A Paixão de Osvaldo
A Paixão de Osvaldo
Osvaldo chegara mais cedo. Cerca de hora e meia atrás, viu-se obrigado a repetir 3 vezes o nome da rua para o sujeito que faz o papel de Simão de Cirene. O sujeito o olhara desconfiado, como se tivesse sido ele, Osvaldo, quem dera nome à rua. Rua Madre Rita Amada de Jesus.
O colégio havia sido demolido há quase uma década mas alguns ex-funcionários e pais de ex-alunos mantinham a tradição de encenar a Paixão no mesmo local. Seu filho tinha estudado lá.
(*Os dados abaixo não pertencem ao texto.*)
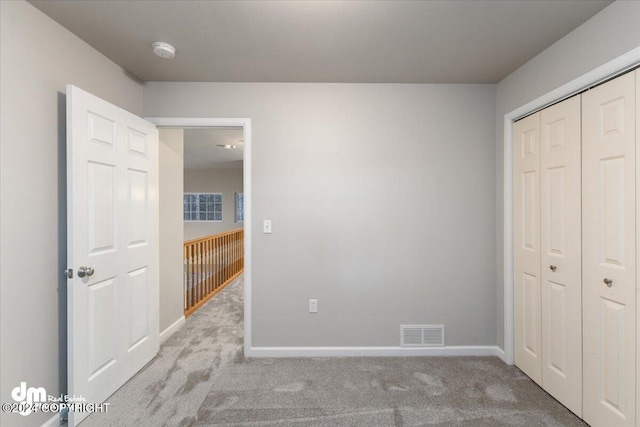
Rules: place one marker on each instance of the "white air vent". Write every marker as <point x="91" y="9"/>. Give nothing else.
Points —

- O Osvaldo porteiro já está aqui – disse uma mulher para outra, como se ele não estivesse presente. Acenaram para ele e ele retribuiu com um sorriso. Elas não sorriram.
“Um olhar e um sorriso”, pensou ele.
Outras pessoas vinham chegando, alguém tinha a chave do portão, com a demolição o terreno se transformara num estacionamento que funcionava quase todos os dias, exceto nessa época. Alguém, essa informação nunca chegou até ele, pagava a montagem da enorme tenda, arquibancada e assessórios, tudo arranjado na véspera. Tratava-se de uma empresa de eventos cujo dono, diziam, era judeu.
De uns anos para cá, Osvaldo passou a ser chamado para representar. Ele nunca recusou. Além de residir nas proximidades, uma antiga professora era sua amiga de infância e sabia que para ele qualquer bico honesto amenizava sua sobrevivência. Osvaldo estava desempregado há mais tempo do que conseguia admitir. Ele sempre remendava essa margem, dizendo que sua empresa falira numa época posterior à realidade dos fatos.
Famílias inteiras chegavam e a noite começava a cair.
- É, é o mesmo cara – falava um sujeito ao celular – acho que o contratam por ser magro, a madeira da cruz não é grande coisa então, já viu, né? Olha, minha sogra me inferniza se eu não venho...Ok, depois vamos jantar, sabe onde fica o...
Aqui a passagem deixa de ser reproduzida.